Now that she’s here - and comfortably situated teaching French literature to 6th and 8th graders at the Waterview campus, Justine feels right at home. “The biggest surprise was the weather - from really hot during the summer to hailstones in the winter. And sometimes I don’t know how to dress because it’s both hot and cold all in the same day.”

And what’s been the biggest surprise about teaching at DIS? “The connections,” she says. “Connections between teachers, students, parents, really the entire community.” (Fun fact: Justine describes a conversation with fellow teacher Azadeh Shamloo, during which Azadeh shared a photo of a friend in Paris that happened to be taken at Justine’s wedding - “It’s such a small world,” Justine says.)

Justine also shares that her students make DIS a rewarding place to be, describing the sense of fun she feels most keenly with her 6th graders. “Everything is so new and wonderful to them. Over the winter we had a few ladybugs in our class room and students wanted to put them in a jar and play with them. It was very sweet.”

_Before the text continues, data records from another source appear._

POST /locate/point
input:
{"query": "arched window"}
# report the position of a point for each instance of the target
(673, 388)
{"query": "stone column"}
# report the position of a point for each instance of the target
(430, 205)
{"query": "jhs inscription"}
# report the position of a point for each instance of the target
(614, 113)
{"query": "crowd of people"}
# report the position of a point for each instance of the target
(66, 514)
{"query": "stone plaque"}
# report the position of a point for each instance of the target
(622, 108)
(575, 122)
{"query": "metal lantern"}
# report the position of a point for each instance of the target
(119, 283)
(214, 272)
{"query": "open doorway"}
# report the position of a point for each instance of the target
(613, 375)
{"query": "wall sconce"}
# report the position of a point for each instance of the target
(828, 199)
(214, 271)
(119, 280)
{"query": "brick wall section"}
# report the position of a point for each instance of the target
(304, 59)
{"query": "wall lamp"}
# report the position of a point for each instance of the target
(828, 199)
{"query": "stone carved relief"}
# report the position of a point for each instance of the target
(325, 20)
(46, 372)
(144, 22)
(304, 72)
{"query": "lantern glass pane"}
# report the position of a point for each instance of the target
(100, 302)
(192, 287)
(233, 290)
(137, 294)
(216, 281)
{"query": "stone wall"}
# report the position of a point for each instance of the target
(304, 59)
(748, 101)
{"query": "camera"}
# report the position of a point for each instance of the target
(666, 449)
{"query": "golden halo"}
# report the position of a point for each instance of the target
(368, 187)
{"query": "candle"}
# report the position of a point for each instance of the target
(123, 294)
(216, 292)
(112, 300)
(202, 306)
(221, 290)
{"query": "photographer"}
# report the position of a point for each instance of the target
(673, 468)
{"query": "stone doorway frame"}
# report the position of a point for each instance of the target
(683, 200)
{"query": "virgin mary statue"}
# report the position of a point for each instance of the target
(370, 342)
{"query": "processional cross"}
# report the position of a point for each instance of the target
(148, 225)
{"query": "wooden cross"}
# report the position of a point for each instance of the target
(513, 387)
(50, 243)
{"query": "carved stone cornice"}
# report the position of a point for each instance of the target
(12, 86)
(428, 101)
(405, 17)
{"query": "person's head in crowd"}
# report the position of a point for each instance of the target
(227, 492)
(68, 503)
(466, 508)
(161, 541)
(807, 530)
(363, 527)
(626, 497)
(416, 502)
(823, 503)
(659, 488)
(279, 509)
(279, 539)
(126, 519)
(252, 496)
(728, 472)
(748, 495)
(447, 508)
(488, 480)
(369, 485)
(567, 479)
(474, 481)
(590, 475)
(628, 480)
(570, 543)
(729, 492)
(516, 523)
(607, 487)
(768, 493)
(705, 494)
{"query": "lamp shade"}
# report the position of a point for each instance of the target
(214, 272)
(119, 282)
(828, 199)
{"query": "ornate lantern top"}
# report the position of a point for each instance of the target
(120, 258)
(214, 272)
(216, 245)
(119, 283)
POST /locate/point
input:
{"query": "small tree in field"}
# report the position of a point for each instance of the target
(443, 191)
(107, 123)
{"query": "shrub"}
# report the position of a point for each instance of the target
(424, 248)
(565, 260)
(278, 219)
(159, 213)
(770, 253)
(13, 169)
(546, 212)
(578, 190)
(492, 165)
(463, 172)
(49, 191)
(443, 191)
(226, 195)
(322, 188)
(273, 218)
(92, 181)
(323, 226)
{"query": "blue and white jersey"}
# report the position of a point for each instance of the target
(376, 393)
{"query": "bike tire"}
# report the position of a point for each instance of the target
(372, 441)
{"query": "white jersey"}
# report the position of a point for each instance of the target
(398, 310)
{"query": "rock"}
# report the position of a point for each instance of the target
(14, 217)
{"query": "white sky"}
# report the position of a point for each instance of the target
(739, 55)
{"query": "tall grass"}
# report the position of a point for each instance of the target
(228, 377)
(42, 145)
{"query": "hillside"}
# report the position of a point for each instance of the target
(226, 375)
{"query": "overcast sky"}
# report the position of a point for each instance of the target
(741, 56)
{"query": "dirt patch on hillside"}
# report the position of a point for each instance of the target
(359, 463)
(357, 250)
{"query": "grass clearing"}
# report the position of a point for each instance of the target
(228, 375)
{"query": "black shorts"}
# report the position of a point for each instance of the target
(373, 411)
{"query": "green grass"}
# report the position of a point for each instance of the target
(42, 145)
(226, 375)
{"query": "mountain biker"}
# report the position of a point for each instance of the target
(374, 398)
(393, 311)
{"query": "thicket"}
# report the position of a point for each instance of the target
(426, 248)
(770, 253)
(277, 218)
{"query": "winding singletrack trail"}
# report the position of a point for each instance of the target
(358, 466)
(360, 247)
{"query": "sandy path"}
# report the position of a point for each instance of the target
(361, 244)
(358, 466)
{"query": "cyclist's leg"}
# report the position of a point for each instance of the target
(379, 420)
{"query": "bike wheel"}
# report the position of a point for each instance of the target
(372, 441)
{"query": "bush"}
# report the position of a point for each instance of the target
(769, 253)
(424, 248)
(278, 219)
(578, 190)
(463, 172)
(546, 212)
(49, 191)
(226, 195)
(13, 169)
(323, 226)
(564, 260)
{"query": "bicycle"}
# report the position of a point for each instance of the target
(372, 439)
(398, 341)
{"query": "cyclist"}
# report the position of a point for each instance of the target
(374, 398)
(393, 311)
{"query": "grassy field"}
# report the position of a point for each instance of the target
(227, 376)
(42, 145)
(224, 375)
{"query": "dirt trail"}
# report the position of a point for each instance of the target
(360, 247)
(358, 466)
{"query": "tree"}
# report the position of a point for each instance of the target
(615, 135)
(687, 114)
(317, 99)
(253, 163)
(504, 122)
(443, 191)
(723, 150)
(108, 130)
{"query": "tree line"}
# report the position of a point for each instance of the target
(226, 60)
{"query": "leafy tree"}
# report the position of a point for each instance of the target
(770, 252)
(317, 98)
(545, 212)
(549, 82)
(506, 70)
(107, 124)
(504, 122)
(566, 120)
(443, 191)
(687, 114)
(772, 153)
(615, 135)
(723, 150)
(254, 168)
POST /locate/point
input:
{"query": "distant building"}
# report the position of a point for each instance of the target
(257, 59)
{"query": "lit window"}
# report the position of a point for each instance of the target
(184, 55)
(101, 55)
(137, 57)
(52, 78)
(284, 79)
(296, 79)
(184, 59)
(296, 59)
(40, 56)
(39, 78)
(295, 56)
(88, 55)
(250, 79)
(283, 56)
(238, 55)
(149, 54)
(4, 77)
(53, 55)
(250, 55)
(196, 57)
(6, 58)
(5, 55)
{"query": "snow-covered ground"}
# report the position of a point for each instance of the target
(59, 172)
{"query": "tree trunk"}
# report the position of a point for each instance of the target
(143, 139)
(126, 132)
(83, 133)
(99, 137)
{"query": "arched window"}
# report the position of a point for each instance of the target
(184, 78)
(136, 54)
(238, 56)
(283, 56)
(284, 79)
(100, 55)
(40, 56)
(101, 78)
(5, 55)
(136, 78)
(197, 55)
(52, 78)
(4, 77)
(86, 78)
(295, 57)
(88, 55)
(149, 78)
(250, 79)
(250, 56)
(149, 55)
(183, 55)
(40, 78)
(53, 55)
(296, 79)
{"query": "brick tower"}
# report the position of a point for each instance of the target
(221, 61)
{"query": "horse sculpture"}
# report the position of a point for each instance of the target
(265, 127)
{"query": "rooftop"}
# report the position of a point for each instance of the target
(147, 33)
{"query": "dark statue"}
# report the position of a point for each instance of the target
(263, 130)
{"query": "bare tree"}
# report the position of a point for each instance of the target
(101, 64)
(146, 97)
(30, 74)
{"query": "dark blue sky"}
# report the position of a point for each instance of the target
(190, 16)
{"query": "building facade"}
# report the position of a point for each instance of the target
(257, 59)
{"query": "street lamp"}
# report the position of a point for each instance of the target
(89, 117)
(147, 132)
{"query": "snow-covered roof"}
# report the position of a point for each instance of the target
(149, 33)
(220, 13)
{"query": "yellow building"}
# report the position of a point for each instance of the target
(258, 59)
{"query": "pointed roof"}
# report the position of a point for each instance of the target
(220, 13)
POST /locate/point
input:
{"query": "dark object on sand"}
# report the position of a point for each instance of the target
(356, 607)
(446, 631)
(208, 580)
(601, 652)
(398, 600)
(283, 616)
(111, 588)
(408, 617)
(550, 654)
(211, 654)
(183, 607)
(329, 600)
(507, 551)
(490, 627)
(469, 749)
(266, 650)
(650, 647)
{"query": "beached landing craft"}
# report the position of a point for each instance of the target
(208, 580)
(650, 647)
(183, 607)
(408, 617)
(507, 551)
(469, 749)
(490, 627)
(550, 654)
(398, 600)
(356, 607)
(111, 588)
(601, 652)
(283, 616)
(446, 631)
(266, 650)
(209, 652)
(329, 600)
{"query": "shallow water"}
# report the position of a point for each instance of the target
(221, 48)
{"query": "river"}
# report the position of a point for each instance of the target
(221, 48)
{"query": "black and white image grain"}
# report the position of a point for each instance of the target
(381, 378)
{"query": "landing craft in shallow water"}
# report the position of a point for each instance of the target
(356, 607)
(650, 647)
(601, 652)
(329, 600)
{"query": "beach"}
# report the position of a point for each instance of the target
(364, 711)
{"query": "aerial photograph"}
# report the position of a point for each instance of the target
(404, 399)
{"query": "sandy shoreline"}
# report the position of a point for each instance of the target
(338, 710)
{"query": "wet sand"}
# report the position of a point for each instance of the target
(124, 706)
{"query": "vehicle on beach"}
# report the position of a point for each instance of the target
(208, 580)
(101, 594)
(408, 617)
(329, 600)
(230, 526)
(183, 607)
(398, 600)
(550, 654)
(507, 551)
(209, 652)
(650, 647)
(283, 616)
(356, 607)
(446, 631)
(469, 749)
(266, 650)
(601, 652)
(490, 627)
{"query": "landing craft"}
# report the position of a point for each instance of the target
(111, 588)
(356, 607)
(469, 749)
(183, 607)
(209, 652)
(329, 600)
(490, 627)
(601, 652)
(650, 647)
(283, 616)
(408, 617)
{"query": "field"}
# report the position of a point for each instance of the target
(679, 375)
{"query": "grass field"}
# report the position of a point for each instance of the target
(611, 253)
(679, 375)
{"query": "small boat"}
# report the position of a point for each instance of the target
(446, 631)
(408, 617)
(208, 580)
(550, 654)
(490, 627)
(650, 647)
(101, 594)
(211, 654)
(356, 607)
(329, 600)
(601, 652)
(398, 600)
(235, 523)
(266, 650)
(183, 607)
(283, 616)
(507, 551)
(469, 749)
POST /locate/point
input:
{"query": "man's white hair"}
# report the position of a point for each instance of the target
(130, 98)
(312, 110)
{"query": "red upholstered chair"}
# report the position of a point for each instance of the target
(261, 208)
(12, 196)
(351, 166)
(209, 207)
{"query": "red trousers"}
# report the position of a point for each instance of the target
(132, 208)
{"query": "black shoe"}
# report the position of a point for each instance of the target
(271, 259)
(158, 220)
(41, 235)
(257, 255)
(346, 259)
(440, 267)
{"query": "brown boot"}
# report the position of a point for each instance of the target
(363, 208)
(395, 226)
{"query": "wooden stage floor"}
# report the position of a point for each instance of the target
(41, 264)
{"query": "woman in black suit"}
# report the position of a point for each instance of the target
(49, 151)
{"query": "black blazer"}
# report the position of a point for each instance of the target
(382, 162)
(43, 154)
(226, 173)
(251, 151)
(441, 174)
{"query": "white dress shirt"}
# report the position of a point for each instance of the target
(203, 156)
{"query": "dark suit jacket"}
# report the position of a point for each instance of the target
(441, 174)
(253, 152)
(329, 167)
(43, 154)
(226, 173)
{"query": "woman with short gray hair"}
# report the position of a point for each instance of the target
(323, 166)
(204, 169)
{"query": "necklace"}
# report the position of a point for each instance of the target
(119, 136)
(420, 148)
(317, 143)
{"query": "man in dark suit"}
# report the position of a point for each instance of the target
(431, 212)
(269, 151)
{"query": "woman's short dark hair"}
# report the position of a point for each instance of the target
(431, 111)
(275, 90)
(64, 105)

There is plenty of learning involved, as well. “In addition to Sylvie Germain, I also want my students to explore other French-language writers.” She mentions Atiq Rahimi, the French-Afghan writer and filmmaker who explores the plight of women in his home country from exile in France. “During Francophonie Week, he was at the center of a big discussion we had about international rights for women.” 

One of Rahimi’s books, Syngué Sabour, tells the story of a woman caring for her husband during the Afghan Revolution, who explores her own life and ambitions through one-way conversations with a husband who cannot speak. “The novel reveals the importance of speech and the freedom and dangers that come with it - it's very powerful,” says Justine.

The common thread between Rahimi and Germain? To Justine, it’s simple: “I really like how they let us feel the emotion that plays between the lines - they leave room for the reader, allowing them to reflect and imagine.” That is something Justine sees in her students, as well. Sometimes they don't say a lot in class, but deep down they're capable of dissecting very complex themes in literature.

Justine’s goal in the classroom is to imbue her students with not just a sense of the words of great French literature, but its elegance and underlying philosophy, as well. “These authors and others have appealed to me in different ways. They allow us to reflect on what it means to be a human - our origins, our connections, our feelings, our words. My favorite books are those in which the characters are put to the test, learning about their fragility and weaknesses, and then growing as a result.”

And how does Justine plan to grow in the future? Having done her master’s thesis on Germain, she would some day like to write a doctoral dissertation on Rahimi. “A Ph.D. is a goal of mine,” she says.

“That, and maybe spending another summer at a place like Anafora.”